Google ancora una volta nel mirino dell'UE: sospetti sui prezzi degli spazi pubblicitari

L'autorità garante della concorrenza dell'Unione Europea ha avviato una serie di accertamenti preliminari riguardanti le pratiche di determinazione dei prezzi negli spazi pubblicitari gestiti dal colosso americano, sospettando alterazioni artificiali dei costi a danno delle imprese

di pubblicata il , alle 11:01 nel canale Web
GoogleAlphabet
 

Le autorità di regolamentazione dell'Unione Europea hanno aperto un nuovo fronte di indagine nei confronti di Alphabet, la holding che controlla Google, concentrando l'attenzione sulle modalità con cui vengono stabiliti i prezzi delle inserzioni pubblicitarie sul motore di ricerca. L'iniziativa scaturisce da una lettera inviata dalla Commissione Europea a diversi inserzionisti in data 9 febbraio, documento nel quale si richiedono informazioni dettagliate sulle dinamiche d'asta che regolano la visibilità online.

Bruxelles sospetta che il meccanismo utilizzato per la vendita degli spazi su Google Search possa essere viziato da irregolarità.
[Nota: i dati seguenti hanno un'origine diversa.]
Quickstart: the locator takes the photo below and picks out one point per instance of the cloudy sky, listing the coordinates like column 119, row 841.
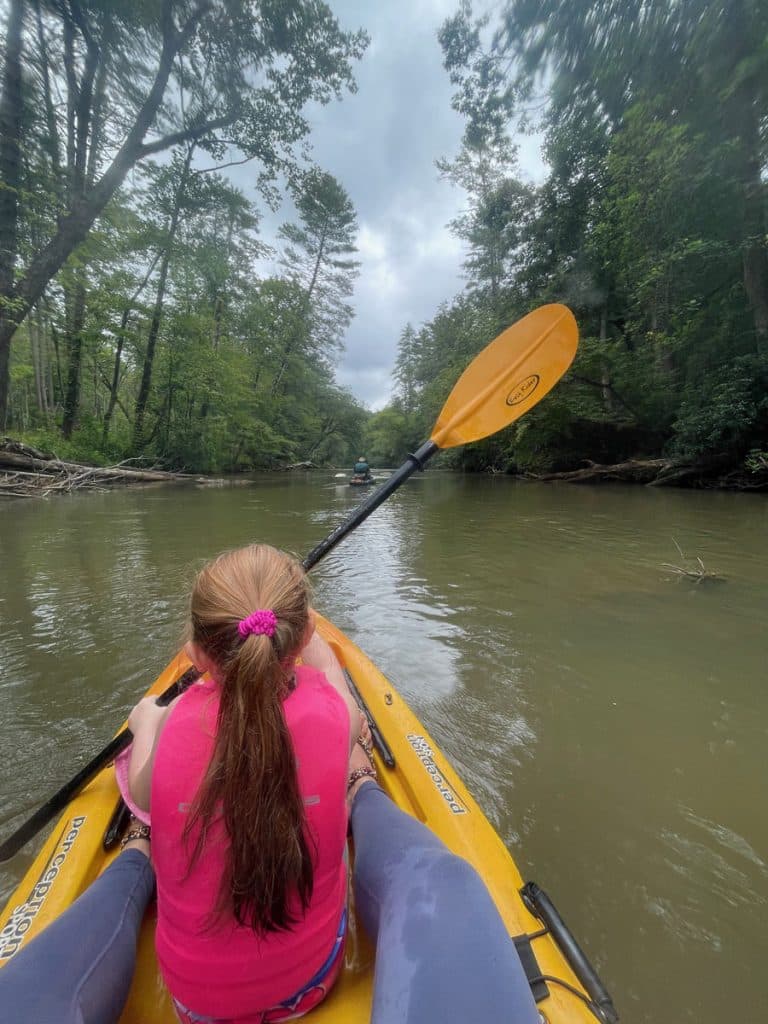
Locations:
column 382, row 144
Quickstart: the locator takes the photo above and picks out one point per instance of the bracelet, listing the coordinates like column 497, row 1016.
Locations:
column 360, row 773
column 137, row 832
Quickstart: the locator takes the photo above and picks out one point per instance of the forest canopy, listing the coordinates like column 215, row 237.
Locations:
column 133, row 321
column 131, row 318
column 650, row 224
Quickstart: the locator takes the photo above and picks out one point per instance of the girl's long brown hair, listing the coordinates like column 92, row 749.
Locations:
column 251, row 780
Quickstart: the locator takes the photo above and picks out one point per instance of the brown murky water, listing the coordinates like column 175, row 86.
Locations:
column 611, row 719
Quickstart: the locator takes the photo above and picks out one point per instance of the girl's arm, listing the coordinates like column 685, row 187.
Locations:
column 320, row 655
column 145, row 722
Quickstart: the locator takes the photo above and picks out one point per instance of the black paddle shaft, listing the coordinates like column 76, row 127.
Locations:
column 364, row 510
column 67, row 794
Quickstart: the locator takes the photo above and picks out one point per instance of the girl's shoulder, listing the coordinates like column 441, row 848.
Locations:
column 311, row 684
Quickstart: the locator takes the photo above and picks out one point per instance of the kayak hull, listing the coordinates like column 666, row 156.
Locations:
column 422, row 782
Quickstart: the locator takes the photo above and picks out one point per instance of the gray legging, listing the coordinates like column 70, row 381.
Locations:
column 442, row 954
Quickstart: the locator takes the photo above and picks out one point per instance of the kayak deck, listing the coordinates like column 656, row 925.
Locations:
column 421, row 782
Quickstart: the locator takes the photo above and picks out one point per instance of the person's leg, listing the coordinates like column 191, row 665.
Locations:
column 442, row 953
column 79, row 970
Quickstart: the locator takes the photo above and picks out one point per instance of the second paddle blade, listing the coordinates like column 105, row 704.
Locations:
column 508, row 377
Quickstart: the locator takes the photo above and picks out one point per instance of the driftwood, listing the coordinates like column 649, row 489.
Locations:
column 26, row 472
column 634, row 471
column 698, row 573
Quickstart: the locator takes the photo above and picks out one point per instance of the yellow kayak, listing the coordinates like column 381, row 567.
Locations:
column 419, row 779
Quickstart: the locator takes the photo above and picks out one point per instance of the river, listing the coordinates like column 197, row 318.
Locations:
column 610, row 717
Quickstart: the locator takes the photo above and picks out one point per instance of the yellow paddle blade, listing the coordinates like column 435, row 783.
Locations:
column 509, row 377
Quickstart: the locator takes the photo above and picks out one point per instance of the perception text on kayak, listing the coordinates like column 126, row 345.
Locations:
column 426, row 756
column 18, row 924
Secondo le indiscrezioni trapelate, il timore dei funzionari europei è che la piattaforma abbia operato per "aumentare artificialmente il prezzo di aggiudicazione delle aste", generando un ingiustificato aggravio di costi per le aziende che acquistano pubblicità. Se confermata, questa condotta sarebbe in violazione delle normative comunitarie in materia di concorrenza, configurando un abuso di posizione dominante volto a massimizzare i profitti a discapito degli investitori.

Google avrebbe gonfiato i prezzi delle aste pubblicitarie: i sospetti della UE

Le autorità ipotizzano che Google possa aver manipolato i parametri delle aste in tempo reale, non limitandosi a far incontrare domanda e offerta, ma intervenendo sulle formule di calcolo per spingere verso l'alto la spesa finale necessaria per ottenere lo spazio desiderato.

Google ha prontamente respinto ogni addebito attraverso un portavoce, mentre dall'altra parte la Commissione Europea mantiene il massimo riserbo anche se una comunicazione formale dell'indagine in corso potrebbe arrivare a breve.

L'eventuale accertamento delle violazioni potrebbe comportare conseguenze economiche estremamente rilevanti per la Grande G. Le norme europee prevedono infatti sanzioni che possono raggiungere il 10% del fatturato globale annuo dell'azienda coinvolta. Alphabet ha già affrontato in passato pesanti provvedimenti da parte di Bruxelles, accumulando miliardi di euro in multe per diverse infrazioni legate al sistema operativo Android e ai servizi di shopping comparativo.

L'attenzione sul colosso tecnologico non è un'esclusiva europea. Anche oltreoceano, il Dipartimento di Giustizia degli Stati Uniti ha sollevato dubbi analoghi, accusando l'azienda di utilizzare formule complesse per manipolare le aste online a proprio vantaggio.